Students walking to and from the University Recreation Center on Mondays might have been confused after seeing a World War I bomber soar through the sky.

But students shouldn’t be alarmed ” the plane is only a remote-controlled model.

The University’s future astronauts and spacecraft designers meet every Monday for the new RC Plane Club, where they often fly their battery-powered remote control plane outside the Recreation Center.

“The club was created to let students experience designing and flying a plane firsthand,” said Brian Nackerud, aerospace engineering junior.

Nackerud, who helped spark the club’s creation, also helps guide club members in the techniques of flying and designing the aircraft.

The club, which meets in Akerman Hall, is a subgroup of the American Institute of Aeronautics and Astronautics, a national society of aerospace engineers, which has a University chapter.

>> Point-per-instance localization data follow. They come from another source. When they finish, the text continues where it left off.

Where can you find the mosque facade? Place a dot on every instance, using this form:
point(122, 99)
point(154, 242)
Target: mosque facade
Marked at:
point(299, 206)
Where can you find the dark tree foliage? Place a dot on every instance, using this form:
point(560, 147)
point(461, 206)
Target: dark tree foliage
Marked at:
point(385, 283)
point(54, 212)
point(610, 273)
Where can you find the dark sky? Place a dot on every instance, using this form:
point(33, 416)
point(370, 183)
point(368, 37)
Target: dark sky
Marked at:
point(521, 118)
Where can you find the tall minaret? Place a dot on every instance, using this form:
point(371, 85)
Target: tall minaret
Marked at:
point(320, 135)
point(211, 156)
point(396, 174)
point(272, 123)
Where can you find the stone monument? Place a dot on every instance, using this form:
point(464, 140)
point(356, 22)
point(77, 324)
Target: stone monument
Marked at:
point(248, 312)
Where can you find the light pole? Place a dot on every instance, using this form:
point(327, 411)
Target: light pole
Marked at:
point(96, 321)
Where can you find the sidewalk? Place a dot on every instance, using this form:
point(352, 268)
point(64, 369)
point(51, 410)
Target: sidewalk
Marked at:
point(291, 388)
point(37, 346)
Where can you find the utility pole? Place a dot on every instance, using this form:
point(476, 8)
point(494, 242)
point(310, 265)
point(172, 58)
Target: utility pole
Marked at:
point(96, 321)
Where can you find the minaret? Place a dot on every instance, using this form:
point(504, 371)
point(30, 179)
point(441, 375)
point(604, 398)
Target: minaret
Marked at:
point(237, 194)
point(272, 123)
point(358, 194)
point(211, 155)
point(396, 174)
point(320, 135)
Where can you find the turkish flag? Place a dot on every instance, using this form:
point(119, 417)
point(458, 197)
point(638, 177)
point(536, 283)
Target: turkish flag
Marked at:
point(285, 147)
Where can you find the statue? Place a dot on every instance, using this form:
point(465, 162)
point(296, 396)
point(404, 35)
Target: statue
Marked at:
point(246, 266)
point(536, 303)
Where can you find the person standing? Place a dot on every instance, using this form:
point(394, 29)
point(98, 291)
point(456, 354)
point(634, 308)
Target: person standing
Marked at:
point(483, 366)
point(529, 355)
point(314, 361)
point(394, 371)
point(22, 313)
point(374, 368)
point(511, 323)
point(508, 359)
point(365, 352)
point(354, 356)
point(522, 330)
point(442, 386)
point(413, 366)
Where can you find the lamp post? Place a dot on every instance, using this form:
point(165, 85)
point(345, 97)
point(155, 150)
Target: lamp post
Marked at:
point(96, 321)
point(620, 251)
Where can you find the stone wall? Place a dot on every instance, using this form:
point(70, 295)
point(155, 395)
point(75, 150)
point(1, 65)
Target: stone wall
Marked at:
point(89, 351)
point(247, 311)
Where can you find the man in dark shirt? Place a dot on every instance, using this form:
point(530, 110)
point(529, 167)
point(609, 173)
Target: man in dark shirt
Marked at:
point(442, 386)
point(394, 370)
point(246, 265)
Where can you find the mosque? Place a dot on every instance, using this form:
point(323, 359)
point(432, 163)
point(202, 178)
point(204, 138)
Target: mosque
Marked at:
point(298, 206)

The 2-foot Styrofoam plane runs on a small battery-powered motor.

“Crashes happen often, but the planes are easily fixed with a little glue,” Nackerud said.

The idea for the creation of the club came from aerospace engineering professor Jeffrey Hammer, who teaches a senior design course in which students design and build remote control planes.

Students taking the senior design course last semester were having trouble finishing the project of designing and building planes, Hammer said.

“This club will help students prepare for the class,” Hammer said.

Each spring, students in Hammer’s class design a bigger remote control model in which an engine is powered by gas.

The students in late spring compete in the Heavy Lift Competition in Austin, Texas. The plane designed to carry the most weight and is able to take off wins the competition.

Members of the club learn how to fly the remote control plane through a simulation run, in which the main remote control is linked to a trainee control. The main control can overpower the trainee’s if “anything goes wrong,” Nackerud said, while checking the controls on his remote.

“I really couldn’t control the plane,” aerospace engineering sophomore Rizwan Qureshi said, after his first test run in which Nackerud had to take over control numerous times.

“A lot of us don’t have actual experience with aircraft, but just book knowledge,” said Jeremy Smith, an aerospace engineering senior who wants to be an astronaut.

The club was established last semester, when students learned to fly the planes. This semester the club plans to focus its efforts on learning the design of the planes.

Nackerud said the club is open to all University students, not just aerospace engineering majors.

“It’s just a lot of fun to fly these things,” Nackerud said during a flight simulation that ended with a crash that left the plane in two pieces.